Tansy himself had gone to sea first at the age of twelve, with his father in "the Trade," as cross-channel smuggling was then known. But when he reached the ripe age of fifteen, his family "caught religion," and so Tansy was put into the Royal Navy. That would have been around 1875. His first ship was a revenue cutter patrolling the rough Channel, flushing out Tansy's recent colleagues in all weathers. His tales were fascinating. They had worn tarred straw hats and cutlasses; once a week the crew had assembled to witness floggings. Indeed, some of the men that Tansy sailed with in the Revenue Service had themselves served their apprenticeships with men who had fought with Admiral Nelson at the Battle of Trafalgar in 1805. Tansy had gone on to sail with the navy all over the world: in the Ashanti Wars, in the antislave service on the east coast of Africa, and in the Boer War. During World War I, he was recalled into the Royal Navy for service on Q-boats, old sailing v
essels fitted with six-inch guns hidden in the hold. After surfacing, a German sub would order the Q-boat crew to abandon ship. The crew would fake a panic over the side, then, when the gunner had the U-boat's range weighed off, down would fall the bulwarks, bang would go the guns, and glug-glug would go Jerry.

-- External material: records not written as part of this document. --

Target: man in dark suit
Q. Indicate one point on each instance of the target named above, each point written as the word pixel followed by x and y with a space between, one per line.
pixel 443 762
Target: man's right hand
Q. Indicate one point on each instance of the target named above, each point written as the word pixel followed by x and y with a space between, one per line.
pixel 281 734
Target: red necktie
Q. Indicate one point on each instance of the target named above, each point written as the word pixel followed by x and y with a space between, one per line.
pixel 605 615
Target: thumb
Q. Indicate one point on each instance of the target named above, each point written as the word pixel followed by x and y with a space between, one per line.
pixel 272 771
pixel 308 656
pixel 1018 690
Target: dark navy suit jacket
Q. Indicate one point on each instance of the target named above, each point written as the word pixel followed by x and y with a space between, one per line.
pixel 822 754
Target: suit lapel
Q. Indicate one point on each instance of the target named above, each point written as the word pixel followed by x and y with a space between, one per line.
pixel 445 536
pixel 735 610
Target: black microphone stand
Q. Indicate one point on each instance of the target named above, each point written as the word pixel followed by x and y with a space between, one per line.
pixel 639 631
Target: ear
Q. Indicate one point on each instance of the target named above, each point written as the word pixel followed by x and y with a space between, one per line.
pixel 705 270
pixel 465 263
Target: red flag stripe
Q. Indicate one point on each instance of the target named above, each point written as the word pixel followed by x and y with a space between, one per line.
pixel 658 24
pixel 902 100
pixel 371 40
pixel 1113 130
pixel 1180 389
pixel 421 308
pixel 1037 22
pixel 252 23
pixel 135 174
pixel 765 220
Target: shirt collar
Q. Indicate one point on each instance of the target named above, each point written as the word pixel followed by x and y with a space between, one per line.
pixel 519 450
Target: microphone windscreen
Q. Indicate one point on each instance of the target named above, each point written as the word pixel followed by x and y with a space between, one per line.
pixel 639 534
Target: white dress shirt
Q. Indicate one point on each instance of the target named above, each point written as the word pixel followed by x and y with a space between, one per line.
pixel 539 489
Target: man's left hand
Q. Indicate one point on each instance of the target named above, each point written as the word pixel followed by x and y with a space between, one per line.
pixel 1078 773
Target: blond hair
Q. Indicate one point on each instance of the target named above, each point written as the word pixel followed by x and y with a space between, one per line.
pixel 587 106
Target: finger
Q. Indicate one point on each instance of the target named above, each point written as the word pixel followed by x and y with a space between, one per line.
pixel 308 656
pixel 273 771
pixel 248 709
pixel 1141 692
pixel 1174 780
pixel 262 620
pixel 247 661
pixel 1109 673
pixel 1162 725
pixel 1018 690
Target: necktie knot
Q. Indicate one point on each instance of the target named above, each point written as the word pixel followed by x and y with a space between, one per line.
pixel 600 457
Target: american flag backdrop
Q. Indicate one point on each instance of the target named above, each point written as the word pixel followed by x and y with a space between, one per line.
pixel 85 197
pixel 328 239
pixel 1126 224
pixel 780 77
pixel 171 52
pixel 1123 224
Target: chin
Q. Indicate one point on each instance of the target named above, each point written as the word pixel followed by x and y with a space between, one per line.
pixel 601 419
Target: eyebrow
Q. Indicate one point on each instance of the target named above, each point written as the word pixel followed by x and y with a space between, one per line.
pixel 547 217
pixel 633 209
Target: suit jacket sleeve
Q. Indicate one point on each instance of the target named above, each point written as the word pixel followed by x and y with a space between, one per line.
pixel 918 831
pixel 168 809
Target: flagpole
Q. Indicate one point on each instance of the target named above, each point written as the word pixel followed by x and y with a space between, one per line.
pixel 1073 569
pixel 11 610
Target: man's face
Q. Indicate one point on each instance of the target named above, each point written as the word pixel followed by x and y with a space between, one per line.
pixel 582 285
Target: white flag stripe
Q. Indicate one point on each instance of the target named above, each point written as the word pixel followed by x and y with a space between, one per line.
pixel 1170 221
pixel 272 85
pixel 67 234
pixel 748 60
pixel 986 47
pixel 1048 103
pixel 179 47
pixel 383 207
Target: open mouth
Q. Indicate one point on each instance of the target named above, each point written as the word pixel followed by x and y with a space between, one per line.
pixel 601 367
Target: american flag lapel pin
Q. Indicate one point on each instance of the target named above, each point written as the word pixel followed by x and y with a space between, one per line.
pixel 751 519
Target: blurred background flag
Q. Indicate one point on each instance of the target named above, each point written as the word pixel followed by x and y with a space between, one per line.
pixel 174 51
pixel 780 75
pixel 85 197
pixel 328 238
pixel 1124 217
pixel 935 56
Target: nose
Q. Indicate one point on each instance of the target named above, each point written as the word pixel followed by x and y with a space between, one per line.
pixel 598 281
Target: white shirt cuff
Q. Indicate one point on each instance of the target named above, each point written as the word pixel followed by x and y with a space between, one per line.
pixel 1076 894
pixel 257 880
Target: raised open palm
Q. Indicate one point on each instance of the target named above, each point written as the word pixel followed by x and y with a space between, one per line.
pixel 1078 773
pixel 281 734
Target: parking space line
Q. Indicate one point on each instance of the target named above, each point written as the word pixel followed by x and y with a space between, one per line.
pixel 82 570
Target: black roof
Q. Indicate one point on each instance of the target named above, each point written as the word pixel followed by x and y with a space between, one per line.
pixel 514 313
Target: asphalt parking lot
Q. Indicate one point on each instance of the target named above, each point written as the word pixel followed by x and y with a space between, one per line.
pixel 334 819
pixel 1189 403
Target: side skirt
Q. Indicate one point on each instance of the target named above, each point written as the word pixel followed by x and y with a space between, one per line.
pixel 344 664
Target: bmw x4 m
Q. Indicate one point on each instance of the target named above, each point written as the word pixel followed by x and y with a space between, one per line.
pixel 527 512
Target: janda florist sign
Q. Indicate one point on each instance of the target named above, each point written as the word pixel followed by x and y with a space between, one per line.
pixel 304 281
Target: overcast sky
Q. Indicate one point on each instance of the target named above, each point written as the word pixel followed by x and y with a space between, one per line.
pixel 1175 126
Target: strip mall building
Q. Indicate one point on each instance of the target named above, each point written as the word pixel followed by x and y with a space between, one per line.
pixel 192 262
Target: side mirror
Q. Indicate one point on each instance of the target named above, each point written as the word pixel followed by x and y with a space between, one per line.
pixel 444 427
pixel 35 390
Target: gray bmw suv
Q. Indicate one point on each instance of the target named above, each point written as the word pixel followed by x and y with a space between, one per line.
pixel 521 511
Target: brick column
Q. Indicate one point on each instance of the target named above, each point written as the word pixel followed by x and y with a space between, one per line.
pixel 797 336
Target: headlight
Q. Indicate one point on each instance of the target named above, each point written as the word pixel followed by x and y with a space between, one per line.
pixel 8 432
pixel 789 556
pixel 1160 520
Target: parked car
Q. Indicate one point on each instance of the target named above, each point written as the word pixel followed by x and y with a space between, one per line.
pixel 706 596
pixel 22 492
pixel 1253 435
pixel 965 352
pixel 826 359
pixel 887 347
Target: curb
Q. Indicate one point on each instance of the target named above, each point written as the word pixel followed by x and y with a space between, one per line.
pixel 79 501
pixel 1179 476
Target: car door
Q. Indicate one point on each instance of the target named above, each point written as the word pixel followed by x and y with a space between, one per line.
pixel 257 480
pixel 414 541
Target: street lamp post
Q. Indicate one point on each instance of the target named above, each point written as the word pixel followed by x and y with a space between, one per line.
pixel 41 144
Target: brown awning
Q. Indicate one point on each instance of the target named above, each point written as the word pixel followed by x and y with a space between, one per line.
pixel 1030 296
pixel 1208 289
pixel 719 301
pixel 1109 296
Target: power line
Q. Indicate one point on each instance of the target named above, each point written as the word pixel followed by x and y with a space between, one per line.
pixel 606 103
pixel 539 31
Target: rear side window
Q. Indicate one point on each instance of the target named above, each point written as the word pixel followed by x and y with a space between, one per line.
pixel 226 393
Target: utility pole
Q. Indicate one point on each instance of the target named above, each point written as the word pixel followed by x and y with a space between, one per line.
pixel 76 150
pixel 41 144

After his discharge from the navy, Tansy took over the family boat, an eighty-five-foot boomie ketch. When his brothers passed away, he continued to ply cargo while sail faded away and died in ignominy the world over. By 1938 there were only a dozen sailing vessels at work around the British Isles. The art was kept alive by a few elderly hardnuts like Tansy Lee and Bob Roberts, who persisted in the Trade until the late 1960s.
I had always been conscious that I was a direct link between the past centuries of sail-in-trade and the future, when sail will come into its own again. I can't wait for the oil wells to run dry, for the last gob of black, sticky muck to come oozing out of some remote well. Then the glory of sail will return. It may be unrecognizable, compared to the clouds of canvas which used to scud the seas, but sail it will be, computerized or not. Again we will use the winds of God and bend them to man's will. Again the needs of sail will dictate a grace and beauty to the hulls which has not been seen in ship design for almost a century, and we shall look back on the ugly slabs of hacked power which now so arrogantly force the seas and thank the Lord himself that the last one is headed for the breaker's yard. Merchant seamen will eye their vessels with love and pride, as they once did, instead of thinking of them as mobile factories. I hope I live long enough to see that day.
But on the train down from London to Sandwich, back in 1958, I had little inkling of all this. All I knew was that I must make my voyage. Sail it would be because it never occurred to me to do it any other way. The Arctic it would be because most of my heroes had left their marks there: Davis, Hudson, Cook, Bering, Shannon, Amundsen, Norden, Peary, Nansen... Nansen! Nansen and the Fram! I would try to do as well as the Fram. I would never be able to do as well as Nansen, because with my education I would never be able to write about it, or to get the flavor of adventure, pure and simple, through anyone else's skull, through their bloodstream and bones, into the fibers of their being, as Nansen had done. I would never be able to learn, as he had done, that true humanity, true charity, can only come to a man through real effort and endeavor against the impossible.